Dolly Levi is an overwhelming, charismatic character and Leavel is more than up to the task of playing her. She commands the audience’s attention every moment she’s on stage.

O’Hurley, best known for the role of J. Peterman on “Seinfeld,” returns to the Muny stage after playing King Arthur in last year’s production of “Spamalot.” With his distinctive voice and talent at playing stiff-and-oh-so-proper characters, he’s the perfect foil for Leavel’s Dolly.

Rounding out the main cast are the equally talented Rob McClure and Jay Armstrong Johnson as two of Vandergelder’s hapless employees who slip the boss’s chains to spend a night in the big city; and Mamie Parris and Eloise Kropp as the free-spirited women with whom they spend that night.

The show was directed by Rob Ruggiero with musical direction by James Moore and several memorable dance numbers choreographed by Ralph Perkins.

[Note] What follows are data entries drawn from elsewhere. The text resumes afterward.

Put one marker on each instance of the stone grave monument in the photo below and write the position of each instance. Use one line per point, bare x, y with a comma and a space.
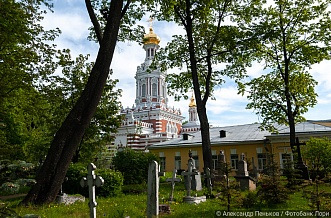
91, 181
209, 176
192, 180
221, 167
173, 180
245, 181
153, 206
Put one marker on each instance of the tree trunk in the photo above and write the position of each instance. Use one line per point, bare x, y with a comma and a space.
68, 137
201, 105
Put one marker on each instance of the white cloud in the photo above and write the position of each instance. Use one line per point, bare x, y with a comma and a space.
228, 109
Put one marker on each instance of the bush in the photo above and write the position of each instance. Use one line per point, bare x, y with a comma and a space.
133, 165
10, 171
250, 200
9, 188
113, 181
74, 175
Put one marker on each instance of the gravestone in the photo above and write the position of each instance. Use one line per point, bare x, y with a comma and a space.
153, 189
221, 167
255, 172
192, 178
245, 181
173, 180
91, 181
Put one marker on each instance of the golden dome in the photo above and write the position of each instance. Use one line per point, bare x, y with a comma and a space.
192, 103
151, 37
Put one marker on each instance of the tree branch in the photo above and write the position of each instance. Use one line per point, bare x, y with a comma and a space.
126, 6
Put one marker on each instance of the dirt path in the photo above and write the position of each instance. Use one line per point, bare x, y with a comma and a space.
11, 196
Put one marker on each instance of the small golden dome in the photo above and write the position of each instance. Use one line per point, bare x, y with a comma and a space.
192, 103
151, 37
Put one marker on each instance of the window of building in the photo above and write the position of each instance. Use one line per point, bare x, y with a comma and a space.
154, 89
261, 161
195, 156
143, 90
214, 157
234, 158
286, 160
178, 160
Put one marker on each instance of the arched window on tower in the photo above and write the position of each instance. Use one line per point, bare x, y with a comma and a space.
143, 90
154, 89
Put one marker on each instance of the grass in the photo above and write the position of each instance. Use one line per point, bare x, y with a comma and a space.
134, 205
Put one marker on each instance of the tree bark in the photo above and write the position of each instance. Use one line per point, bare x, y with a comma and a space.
68, 137
201, 104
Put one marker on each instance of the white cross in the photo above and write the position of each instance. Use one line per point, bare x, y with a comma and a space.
189, 175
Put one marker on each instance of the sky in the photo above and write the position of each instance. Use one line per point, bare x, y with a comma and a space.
228, 109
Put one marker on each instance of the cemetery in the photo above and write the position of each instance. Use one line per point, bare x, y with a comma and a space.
168, 194
69, 148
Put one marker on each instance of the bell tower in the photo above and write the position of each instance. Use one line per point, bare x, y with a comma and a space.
150, 84
150, 120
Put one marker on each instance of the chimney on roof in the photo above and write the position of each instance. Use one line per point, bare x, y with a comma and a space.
222, 133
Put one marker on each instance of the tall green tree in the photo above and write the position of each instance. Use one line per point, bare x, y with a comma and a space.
208, 41
71, 132
293, 35
64, 90
25, 57
317, 154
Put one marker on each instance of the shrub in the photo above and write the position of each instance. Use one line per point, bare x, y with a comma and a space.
74, 175
133, 165
9, 188
113, 182
250, 200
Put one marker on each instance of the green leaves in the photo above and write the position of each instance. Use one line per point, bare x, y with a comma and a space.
292, 36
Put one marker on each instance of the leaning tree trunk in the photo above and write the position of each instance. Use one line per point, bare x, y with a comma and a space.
201, 103
68, 137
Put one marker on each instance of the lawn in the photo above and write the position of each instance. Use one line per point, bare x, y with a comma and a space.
134, 205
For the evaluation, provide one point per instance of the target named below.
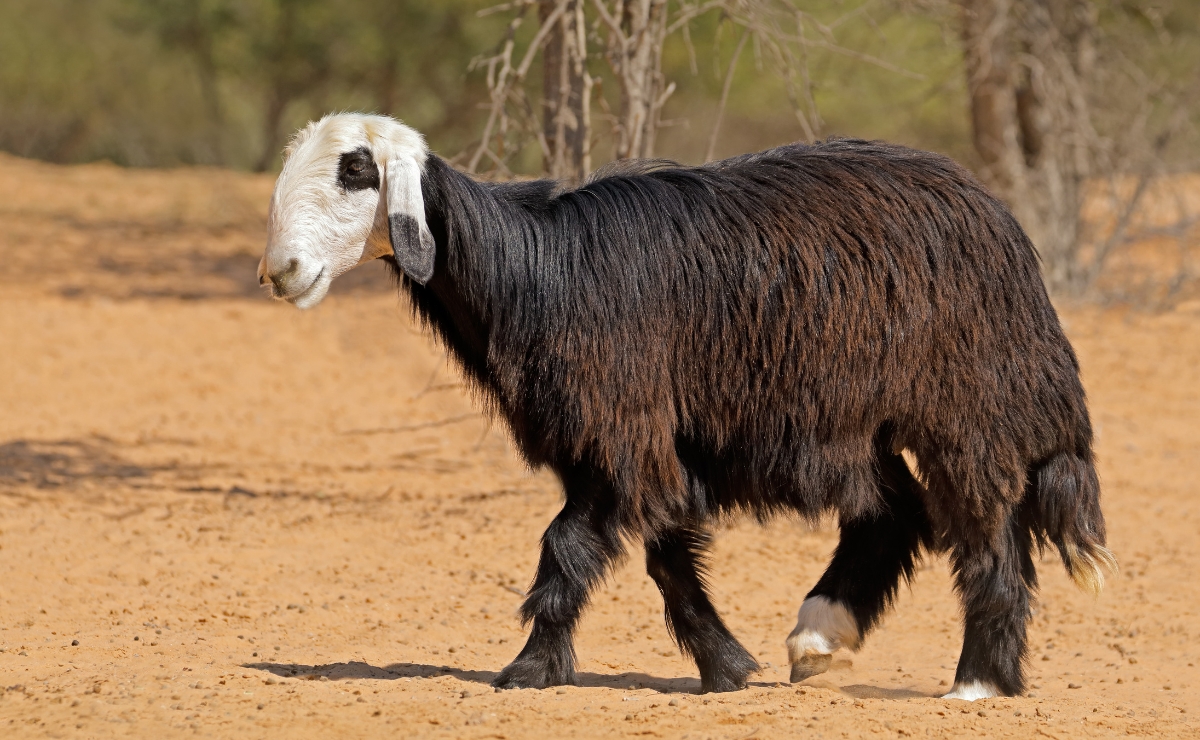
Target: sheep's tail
(1065, 509)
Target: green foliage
(225, 82)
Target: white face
(330, 208)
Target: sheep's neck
(487, 239)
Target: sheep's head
(349, 192)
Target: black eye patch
(357, 170)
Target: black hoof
(730, 674)
(532, 674)
(810, 665)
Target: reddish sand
(223, 517)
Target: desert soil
(223, 517)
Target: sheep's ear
(411, 238)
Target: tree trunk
(1027, 64)
(637, 29)
(567, 94)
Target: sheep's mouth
(300, 296)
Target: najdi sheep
(768, 335)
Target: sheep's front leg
(675, 560)
(577, 547)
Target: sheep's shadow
(359, 669)
(617, 681)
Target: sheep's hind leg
(875, 552)
(576, 549)
(675, 560)
(995, 577)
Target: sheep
(769, 334)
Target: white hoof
(821, 627)
(972, 691)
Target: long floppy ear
(411, 238)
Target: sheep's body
(766, 334)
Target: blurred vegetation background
(161, 83)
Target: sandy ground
(223, 517)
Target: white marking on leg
(972, 691)
(822, 626)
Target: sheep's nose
(279, 277)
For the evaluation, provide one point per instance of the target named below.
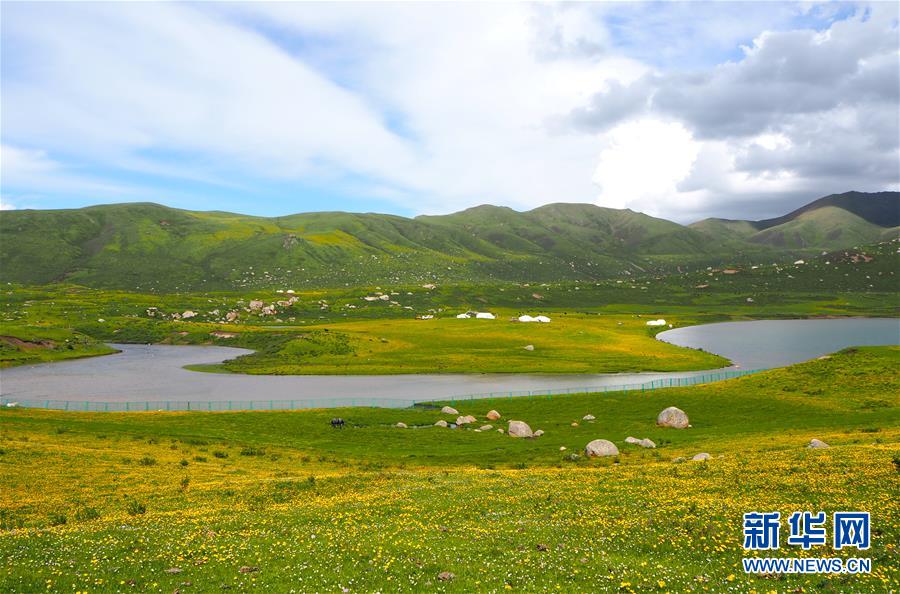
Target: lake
(154, 373)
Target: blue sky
(681, 110)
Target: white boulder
(673, 417)
(601, 447)
(519, 429)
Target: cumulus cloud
(830, 97)
(436, 107)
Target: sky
(678, 110)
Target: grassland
(279, 501)
(340, 331)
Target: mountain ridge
(149, 246)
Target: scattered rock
(520, 429)
(601, 447)
(673, 417)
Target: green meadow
(280, 501)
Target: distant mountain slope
(155, 248)
(832, 222)
(879, 208)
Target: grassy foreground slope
(279, 501)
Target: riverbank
(164, 499)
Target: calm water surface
(154, 373)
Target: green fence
(307, 403)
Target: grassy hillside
(828, 227)
(596, 326)
(280, 501)
(834, 222)
(152, 248)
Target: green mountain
(150, 247)
(832, 222)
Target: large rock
(673, 417)
(519, 429)
(601, 447)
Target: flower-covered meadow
(148, 502)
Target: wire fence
(308, 403)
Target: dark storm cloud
(832, 97)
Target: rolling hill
(832, 222)
(150, 247)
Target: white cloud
(642, 165)
(440, 106)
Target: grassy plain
(279, 501)
(340, 331)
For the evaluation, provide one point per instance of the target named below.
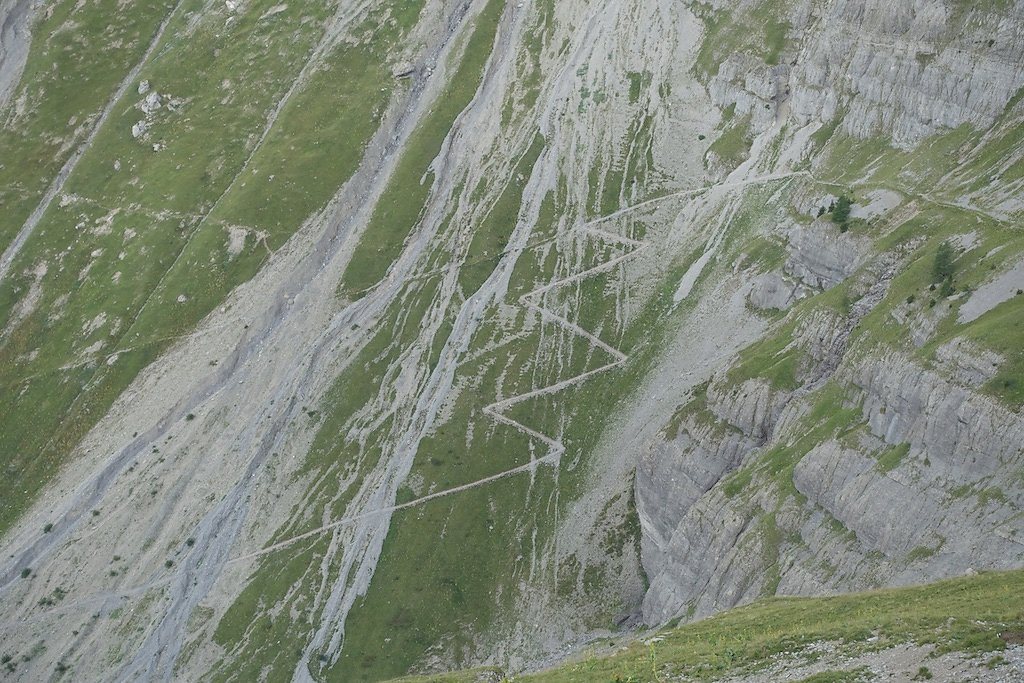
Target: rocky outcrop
(928, 483)
(904, 71)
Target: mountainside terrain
(356, 339)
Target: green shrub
(841, 213)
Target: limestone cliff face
(841, 457)
(905, 70)
(949, 503)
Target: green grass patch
(962, 614)
(398, 210)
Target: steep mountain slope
(346, 340)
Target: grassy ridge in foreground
(961, 614)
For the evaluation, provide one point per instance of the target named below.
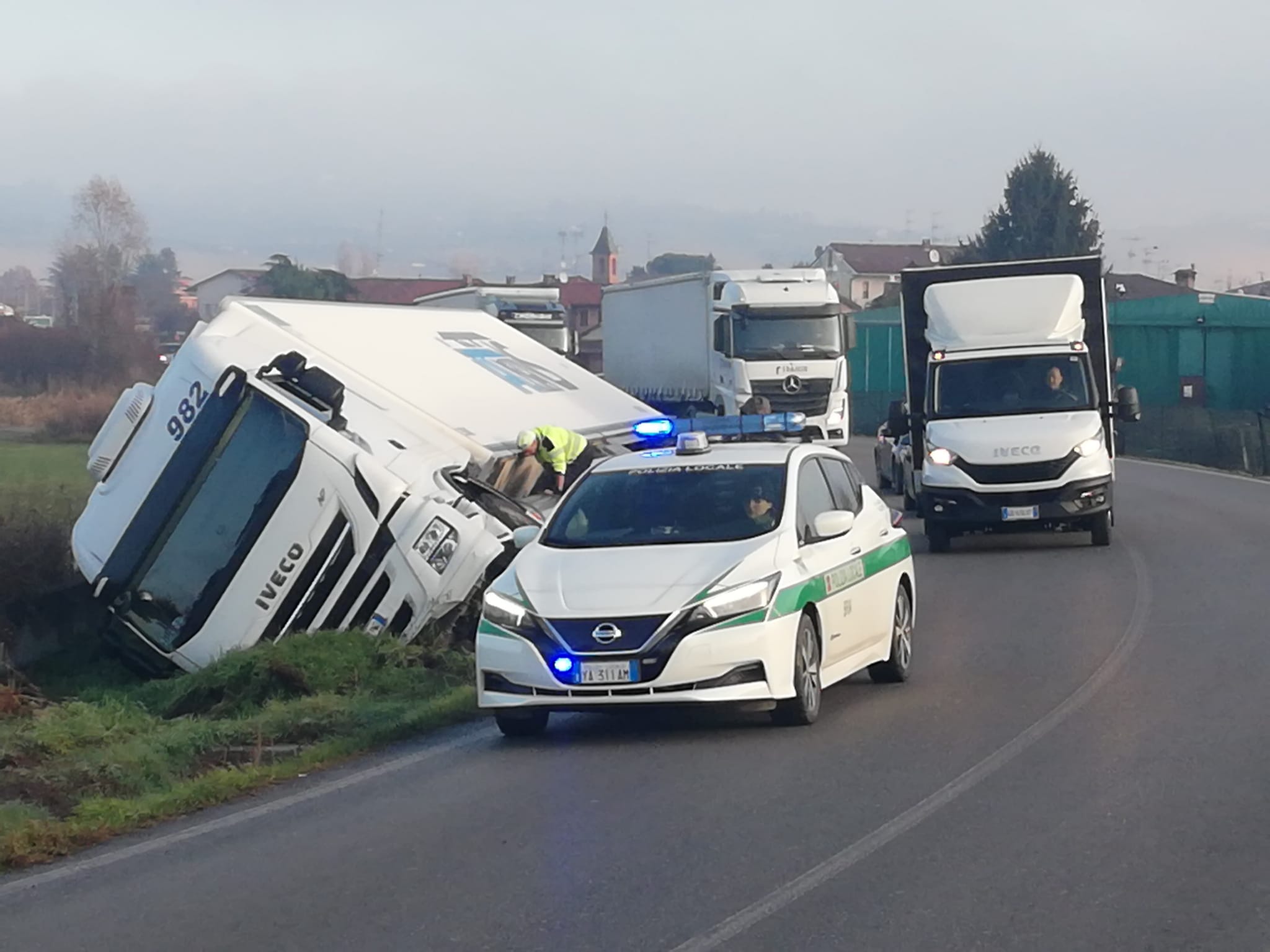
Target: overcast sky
(243, 127)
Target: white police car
(727, 573)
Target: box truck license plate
(1018, 513)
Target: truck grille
(1042, 471)
(813, 399)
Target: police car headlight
(1089, 447)
(504, 611)
(739, 599)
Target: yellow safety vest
(566, 446)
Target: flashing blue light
(654, 428)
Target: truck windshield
(215, 523)
(786, 337)
(670, 505)
(1000, 386)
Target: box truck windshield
(1000, 386)
(775, 337)
(216, 518)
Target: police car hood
(636, 580)
(1014, 439)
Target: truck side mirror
(1128, 408)
(849, 330)
(897, 420)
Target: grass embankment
(116, 753)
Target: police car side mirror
(833, 523)
(525, 535)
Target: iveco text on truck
(311, 465)
(709, 342)
(534, 311)
(1010, 397)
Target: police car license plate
(1016, 513)
(609, 672)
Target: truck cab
(1011, 382)
(536, 312)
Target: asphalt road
(1077, 763)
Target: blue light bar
(654, 428)
(735, 426)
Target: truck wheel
(804, 707)
(1103, 528)
(938, 536)
(522, 724)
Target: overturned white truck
(309, 465)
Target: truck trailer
(315, 465)
(708, 343)
(1011, 408)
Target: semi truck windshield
(215, 523)
(1001, 386)
(786, 337)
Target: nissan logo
(606, 633)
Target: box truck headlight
(1089, 447)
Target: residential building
(861, 271)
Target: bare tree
(106, 219)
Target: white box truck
(310, 465)
(1010, 398)
(709, 342)
(536, 312)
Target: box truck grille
(1043, 471)
(813, 399)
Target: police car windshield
(1000, 386)
(677, 503)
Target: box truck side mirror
(897, 420)
(1128, 408)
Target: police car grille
(578, 633)
(813, 399)
(1041, 471)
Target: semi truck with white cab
(535, 312)
(706, 343)
(1011, 403)
(315, 465)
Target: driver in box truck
(313, 465)
(1010, 385)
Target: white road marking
(840, 862)
(221, 823)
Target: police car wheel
(894, 669)
(804, 707)
(522, 724)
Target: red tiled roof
(401, 291)
(868, 258)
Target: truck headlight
(738, 599)
(504, 611)
(1089, 447)
(437, 544)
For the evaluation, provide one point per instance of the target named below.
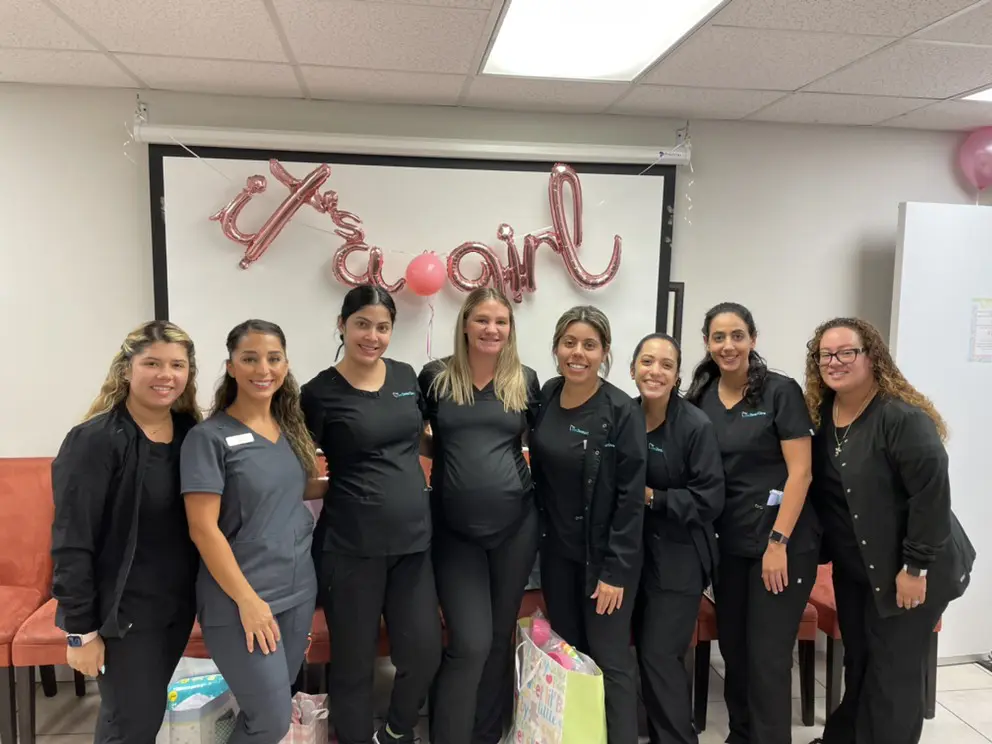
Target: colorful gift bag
(309, 722)
(555, 705)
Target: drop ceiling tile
(973, 26)
(44, 67)
(881, 17)
(957, 116)
(914, 69)
(377, 86)
(382, 36)
(29, 23)
(718, 57)
(830, 108)
(224, 77)
(528, 94)
(477, 4)
(232, 29)
(693, 103)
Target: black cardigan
(894, 471)
(613, 485)
(97, 479)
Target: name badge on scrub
(237, 439)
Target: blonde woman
(124, 566)
(480, 403)
(245, 473)
(589, 454)
(882, 492)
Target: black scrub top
(480, 481)
(160, 585)
(750, 438)
(827, 496)
(560, 442)
(377, 501)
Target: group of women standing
(636, 505)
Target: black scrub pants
(358, 592)
(480, 591)
(134, 688)
(757, 633)
(885, 662)
(665, 619)
(604, 638)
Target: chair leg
(24, 683)
(835, 672)
(8, 721)
(931, 680)
(48, 683)
(807, 680)
(702, 685)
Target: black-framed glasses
(844, 356)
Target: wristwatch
(75, 640)
(778, 537)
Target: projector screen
(406, 206)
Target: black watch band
(778, 537)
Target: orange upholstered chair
(26, 513)
(826, 606)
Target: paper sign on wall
(980, 349)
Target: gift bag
(559, 697)
(309, 722)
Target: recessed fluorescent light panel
(982, 95)
(590, 39)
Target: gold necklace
(841, 442)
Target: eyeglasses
(844, 356)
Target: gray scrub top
(262, 515)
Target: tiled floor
(964, 709)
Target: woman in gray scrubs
(245, 473)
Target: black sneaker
(384, 737)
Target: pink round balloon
(425, 274)
(975, 158)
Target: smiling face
(366, 334)
(844, 366)
(259, 365)
(729, 342)
(158, 375)
(656, 369)
(487, 328)
(580, 353)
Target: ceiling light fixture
(982, 95)
(590, 39)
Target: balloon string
(430, 331)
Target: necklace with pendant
(841, 441)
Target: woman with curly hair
(767, 534)
(882, 492)
(245, 473)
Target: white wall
(797, 222)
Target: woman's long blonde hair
(889, 379)
(285, 409)
(116, 387)
(455, 379)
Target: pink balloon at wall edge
(425, 274)
(975, 158)
(301, 191)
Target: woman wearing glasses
(882, 492)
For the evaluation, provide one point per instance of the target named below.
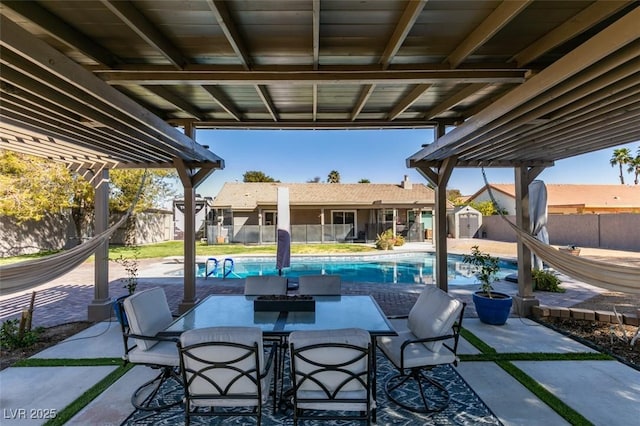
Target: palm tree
(634, 167)
(620, 157)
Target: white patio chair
(330, 285)
(428, 337)
(225, 367)
(331, 371)
(147, 314)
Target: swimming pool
(410, 268)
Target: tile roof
(587, 195)
(250, 195)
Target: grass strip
(72, 409)
(475, 341)
(568, 413)
(67, 362)
(503, 360)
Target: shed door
(468, 224)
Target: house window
(347, 217)
(270, 218)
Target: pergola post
(100, 307)
(525, 299)
(439, 179)
(190, 179)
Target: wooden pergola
(102, 84)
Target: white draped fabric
(30, 273)
(538, 215)
(614, 277)
(283, 254)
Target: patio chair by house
(331, 371)
(265, 285)
(148, 313)
(224, 368)
(330, 285)
(428, 337)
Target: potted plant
(130, 265)
(386, 240)
(492, 307)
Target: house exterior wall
(305, 216)
(149, 228)
(504, 201)
(607, 231)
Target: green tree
(32, 186)
(257, 176)
(487, 208)
(125, 185)
(620, 157)
(334, 177)
(634, 167)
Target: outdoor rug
(465, 407)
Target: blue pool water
(414, 268)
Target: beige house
(570, 199)
(324, 212)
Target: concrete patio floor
(604, 392)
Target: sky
(298, 156)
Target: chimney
(405, 183)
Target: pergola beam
(400, 32)
(407, 101)
(454, 100)
(610, 40)
(221, 99)
(500, 17)
(147, 31)
(61, 31)
(177, 101)
(584, 20)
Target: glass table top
(331, 312)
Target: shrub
(546, 281)
(12, 338)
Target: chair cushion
(148, 313)
(415, 355)
(330, 355)
(242, 335)
(162, 353)
(320, 285)
(433, 315)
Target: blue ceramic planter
(494, 311)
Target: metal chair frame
(254, 375)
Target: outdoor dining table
(331, 312)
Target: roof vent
(405, 183)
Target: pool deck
(603, 392)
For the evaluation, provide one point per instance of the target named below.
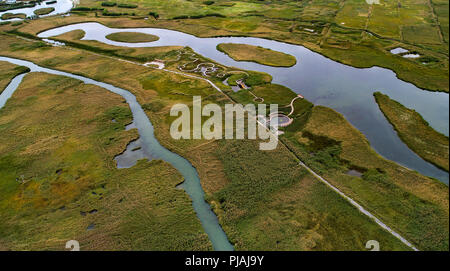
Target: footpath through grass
(246, 198)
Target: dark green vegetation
(413, 205)
(17, 5)
(349, 31)
(264, 56)
(44, 11)
(59, 178)
(8, 16)
(8, 71)
(287, 211)
(132, 37)
(283, 207)
(415, 131)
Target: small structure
(157, 62)
(241, 84)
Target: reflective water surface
(323, 81)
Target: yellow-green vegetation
(264, 56)
(44, 11)
(8, 71)
(410, 203)
(59, 181)
(144, 54)
(9, 16)
(349, 31)
(262, 204)
(132, 37)
(415, 131)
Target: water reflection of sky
(321, 80)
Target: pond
(61, 6)
(150, 147)
(321, 80)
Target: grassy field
(59, 181)
(402, 198)
(261, 216)
(418, 25)
(9, 16)
(7, 72)
(264, 56)
(132, 37)
(44, 11)
(415, 131)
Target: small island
(133, 37)
(44, 11)
(9, 16)
(260, 55)
(412, 129)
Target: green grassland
(132, 37)
(402, 198)
(7, 72)
(9, 16)
(415, 131)
(264, 56)
(281, 206)
(418, 25)
(59, 177)
(44, 11)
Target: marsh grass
(415, 131)
(264, 56)
(61, 167)
(132, 37)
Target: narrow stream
(61, 6)
(150, 147)
(323, 81)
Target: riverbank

A round of applause should also go to Michael Schweikardt for the show’s elaborate set designs and Amy Clark for the variety of costumes.

Written by Michael Stewart and Jerry Herman and based on the play “The Matchmaker” by Thornton Wilder, “Hello, Dolly!” has humor, heart and a lot of old-fashioned fun. The show features several stand-out moments, including “Before the Parade Passes By,” “Waiters’ Gallop” and the title song.